The 1985 report showed five samples of type O blood that were collected at the murder scene. The 2009 report showed that two of those five were successfully tested for DNA. Rosenfield said that Shelley Edler, who conducted the 2009 DNA test for the state lab, confirmed in a telephone call with him that, "as a matter of science," Soering was eliminated as a possible source of the two samples. Edler is prohibited as a matter of policy from publicly discussing her work, a department spokeswoman said.
Four DNA experts reviewed those findings for The Post and concurred with Rosenfield's contention that the DNA analysis eliminates Soering as the source of the two type O blood samples.
"In the DNA report, it does eliminate him," said Elaine Pagliaro, a forensic scientist at the Henry C. Lee Institute of Forensic Science in West Haven, Conn. "It looks like someone else with O-type blood. . . . On the face of it, that's what it would indicate."
In the fall, Soering and Rosenfield made another discovery: The Department of Forensic Science reports indicate that a man with AB blood was present. Until now, all of the AB blood was presumed to have come from Nancy Haysom. But the DNA testing indicates that some of it came from a male. Rosenfield said it was proof another man had been at the scene.
The DNA experts who reviewed the defense's claims for The Post were not as confident. They said if a male's blood got mixed with Nancy Haysom's, it could falsely indicate that the AB blood was male. They said they would need more information before drawing a conclusion.
The DNA testing on the Type O blood does not, on its own, exonerate Soering. It indicates only that an unknown male with that blood type was present. But for Reid, that was enough to say publicly that there was "nothing that puts Jens Soering in that house as far as physical evidence." Soering, through his lawyer, asked Reid to visit him so he could thank him. At Buckingham, "he told me how sorry he was and crazy it was that he wasn't honest [in his first interview with Reid]," Reid said later.
Soering said Reid seemed "a little shy and diffident," something he appreciated. "He was doing what a good detective should do, which is kind of hold back and observe, instead of charging into a situation and imposing your will and imposing your opinion on [it]. That's exactly what did not happen in London in 1986. They were all sure," he said.

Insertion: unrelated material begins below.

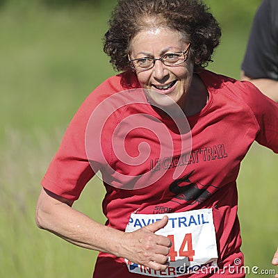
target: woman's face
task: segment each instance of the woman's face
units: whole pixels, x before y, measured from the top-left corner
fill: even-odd
[[[131,40],[130,58],[159,58],[167,54],[184,51],[188,44],[183,40],[181,34],[175,30],[165,27],[146,29]],[[167,102],[167,98],[163,97],[167,96],[181,107],[184,105],[193,73],[193,63],[190,56],[186,61],[174,67],[165,65],[161,60],[156,60],[152,69],[136,70],[141,86],[157,92],[155,95],[161,96],[159,102],[163,99]]]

But he found the visit painful. "[Reid] quit the sheriff's department in early April 1986, and I was arrested at the end of April in 1986. It was literally a question of weeks, and my entire life would have been completely different, because if he had been the one who came to London, I would never have spent a day in an American prison."
Reid doesn't go quite that far. He says he, Gardner and the prosecutor, Updike, were under intense pressure to solve the case and that law enforcement did what it could with the information it had available all those years ago. But he thinks the case deserves a new look now.
"We did our best. And 30 years later that [DNA] comes out. ... That's what the system's all about," Reid said. "It's not about me. It's not about Ricky Gardner. It's not about public opinion. ... It's about due process and fair and equal justice. ... We need to pursue it. That's the bottom line."